I live in a society that is preoccupied with speed. One day Ram Dass watched an elderly couple at a crosswalk on Fifth Avenue in Manhattan, where the pace is "a barely controlled mania." They were walking very slowly and leaning on each other for support as people in their cars, horns honking, whizzed past trying to catch the changing light. How hostile the environment was to these older people, he thought. People were pushing them to move faster, and they just stood in the crosswalk, confused. "They were like Martians in a way," he wrote, "because the fast culture was so different from their pace. I realized the violence done to the spirit of the elderly by our time-obsessed culture."

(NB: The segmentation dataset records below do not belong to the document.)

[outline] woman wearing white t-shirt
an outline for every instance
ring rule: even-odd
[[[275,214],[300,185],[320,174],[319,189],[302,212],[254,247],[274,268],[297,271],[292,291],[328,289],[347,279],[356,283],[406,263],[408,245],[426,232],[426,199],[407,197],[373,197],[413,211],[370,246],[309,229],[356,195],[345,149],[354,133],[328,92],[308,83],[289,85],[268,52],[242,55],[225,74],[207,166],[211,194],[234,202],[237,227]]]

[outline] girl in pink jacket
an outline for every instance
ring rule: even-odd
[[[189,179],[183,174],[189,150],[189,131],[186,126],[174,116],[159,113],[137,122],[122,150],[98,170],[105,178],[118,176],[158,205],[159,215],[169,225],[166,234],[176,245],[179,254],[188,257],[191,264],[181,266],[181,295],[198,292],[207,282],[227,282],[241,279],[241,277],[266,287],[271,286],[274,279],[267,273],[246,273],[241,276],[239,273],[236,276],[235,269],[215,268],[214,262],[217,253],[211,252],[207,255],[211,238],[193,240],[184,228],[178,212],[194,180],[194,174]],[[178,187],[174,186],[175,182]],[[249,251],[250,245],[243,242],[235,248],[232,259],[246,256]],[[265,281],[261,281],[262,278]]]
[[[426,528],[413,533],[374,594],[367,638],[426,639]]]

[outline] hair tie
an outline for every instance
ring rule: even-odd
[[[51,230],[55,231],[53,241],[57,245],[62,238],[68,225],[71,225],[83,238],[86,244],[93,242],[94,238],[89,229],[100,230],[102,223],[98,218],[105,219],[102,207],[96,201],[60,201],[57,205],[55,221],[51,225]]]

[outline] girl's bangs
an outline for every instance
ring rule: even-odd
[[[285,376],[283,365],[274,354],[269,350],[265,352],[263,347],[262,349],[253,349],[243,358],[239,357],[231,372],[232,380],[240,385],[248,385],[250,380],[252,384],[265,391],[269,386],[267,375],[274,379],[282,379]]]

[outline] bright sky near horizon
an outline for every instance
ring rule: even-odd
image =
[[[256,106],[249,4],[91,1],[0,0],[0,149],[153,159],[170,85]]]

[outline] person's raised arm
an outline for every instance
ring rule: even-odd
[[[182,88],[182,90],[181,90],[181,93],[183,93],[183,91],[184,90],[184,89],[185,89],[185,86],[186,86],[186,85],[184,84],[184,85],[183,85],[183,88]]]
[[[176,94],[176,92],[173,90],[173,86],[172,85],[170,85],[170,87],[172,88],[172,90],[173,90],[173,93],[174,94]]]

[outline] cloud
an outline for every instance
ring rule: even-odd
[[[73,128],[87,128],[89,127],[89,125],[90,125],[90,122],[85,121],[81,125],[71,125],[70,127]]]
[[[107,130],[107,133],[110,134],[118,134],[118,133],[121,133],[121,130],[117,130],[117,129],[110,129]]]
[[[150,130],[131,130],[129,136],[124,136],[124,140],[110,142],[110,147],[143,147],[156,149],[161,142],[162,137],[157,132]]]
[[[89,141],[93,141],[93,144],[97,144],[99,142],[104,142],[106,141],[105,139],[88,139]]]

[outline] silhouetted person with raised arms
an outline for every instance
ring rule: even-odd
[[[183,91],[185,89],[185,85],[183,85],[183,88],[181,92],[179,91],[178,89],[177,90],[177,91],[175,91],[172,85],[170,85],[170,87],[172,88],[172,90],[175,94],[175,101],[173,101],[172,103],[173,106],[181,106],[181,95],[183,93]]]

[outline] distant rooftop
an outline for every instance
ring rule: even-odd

Everyone lives with his or her own perception of time. There are different kinds of time--objective, psychological, cultural and soul or "Kairos" time. Objective time is the clock-on-the-wall time. It's Greenwich mean time. Psychological time involves the way I experience time--for example, it drags on when I'm bored and flies by when I'm involved in meaningful work or otherwise having fun. Every day when I go to and from work, many folks rush by me as if they could be rabbits in "Alice in Wonderland." They are hurrying to get to work. They're in their psychological time. Every morning outside the building where I work, a homeless man begs for loose change. "Can you help me out?" He has lots of psychological time. Then there's cultural time that depends on this society's rapid pace and how it defines time as money, something to be spent or to have like other material possessions. Finally, there's soul time or "Kairos" time. When I am in soul time, I am aware of the sacredness in every moment. The culture I live in doesn't pay much attention to the sacred in everyday life, but in soul time, I stop the mad rat race and reflect on my life. In soul time, I come into the present moment. I meditate in silence, letting go of my busyness. Then I become aware of how sacred my life is and what a gift it is to be alive in this human body. Soul time replenishes my physical and mental energy, and my spirit as well. If I can be present in each moment of my life, even as my body ages, Ram Dass says I will "learn to move in eternal rhythms through the temporal world." That's what I plan to do now that I've turned 60.